The protein side-chain conformation problem calls for predicting protein side-chain structures when their backbone structures are known. This problem plays a very important role in the study of protein structure and function. It has become a key problem in the context of many methods that predict protein folding, and has important applications in designing protein sequences with novel functions.
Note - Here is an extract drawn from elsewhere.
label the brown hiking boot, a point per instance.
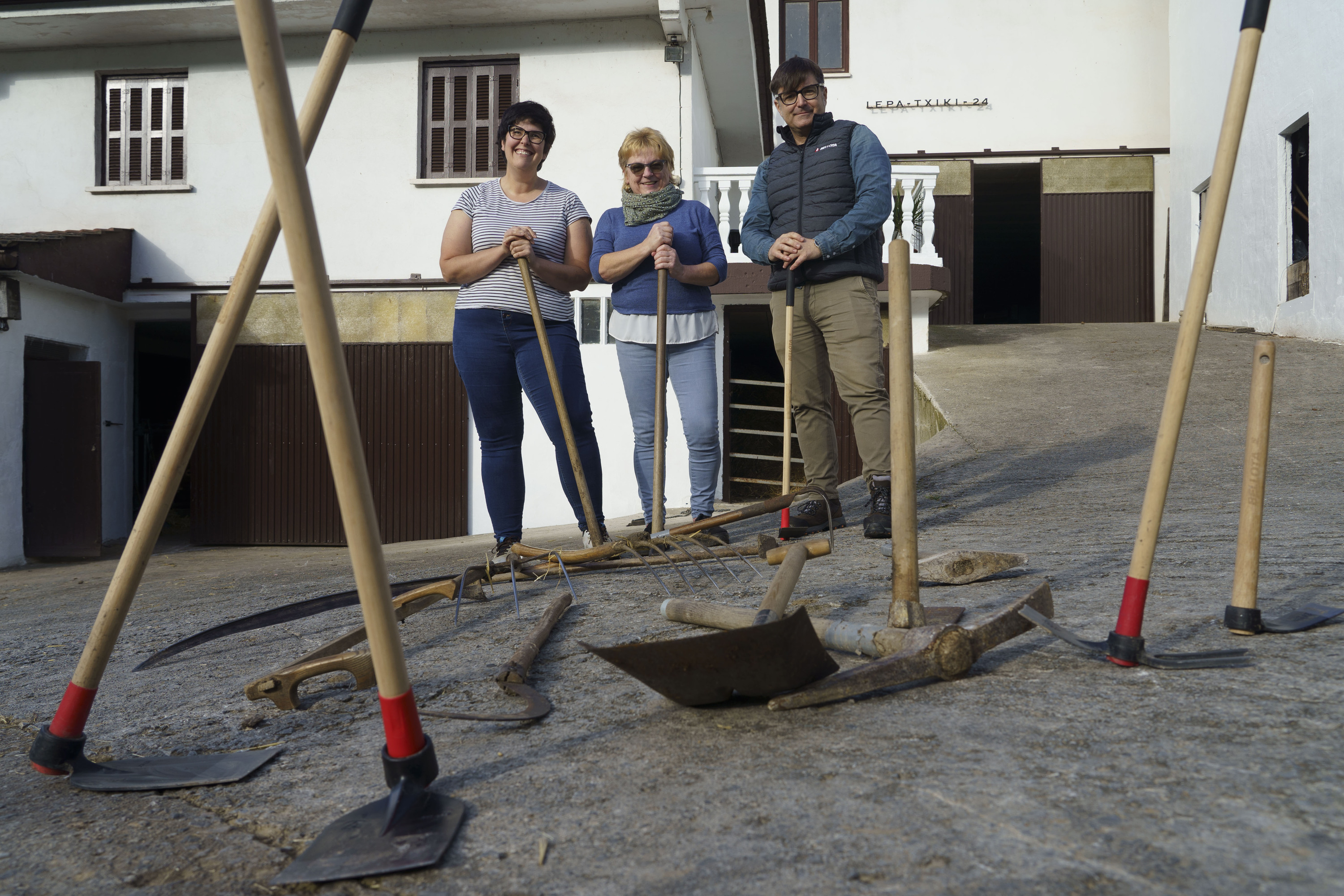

The protein side-chain amino acids interact energetically with the
protein backbone as well as themselves. It is commonly assumed
that each amino acid residue can take three-dimensional positions
from amongst a finite set of statistically significant
conformations known as rotamers. It is also assumed that
proteins fold in a way that corresponds to a globally minimal energy
conformation, i.e., a conformation that minimizes the total
energy of interaction between residues and between residues and
the protein backbone. Then, the side-chain conformation prediction
problem becomes a combinatorial
optimization problem for the selection of rotamers that minimize
the total energy of interaction. This optimization problem is solved by the R3 online server
using the algorithm developed in
Wei Xie and Nikolaos V. Sahinidis,
Residue-rotamer-reduction algorithm for the protein side-chain conformation problem,
Bioinformatics, 22(2), 188-194, 2006.
Please contact Professor Nick Sahinidis if you have any comments or suggestions.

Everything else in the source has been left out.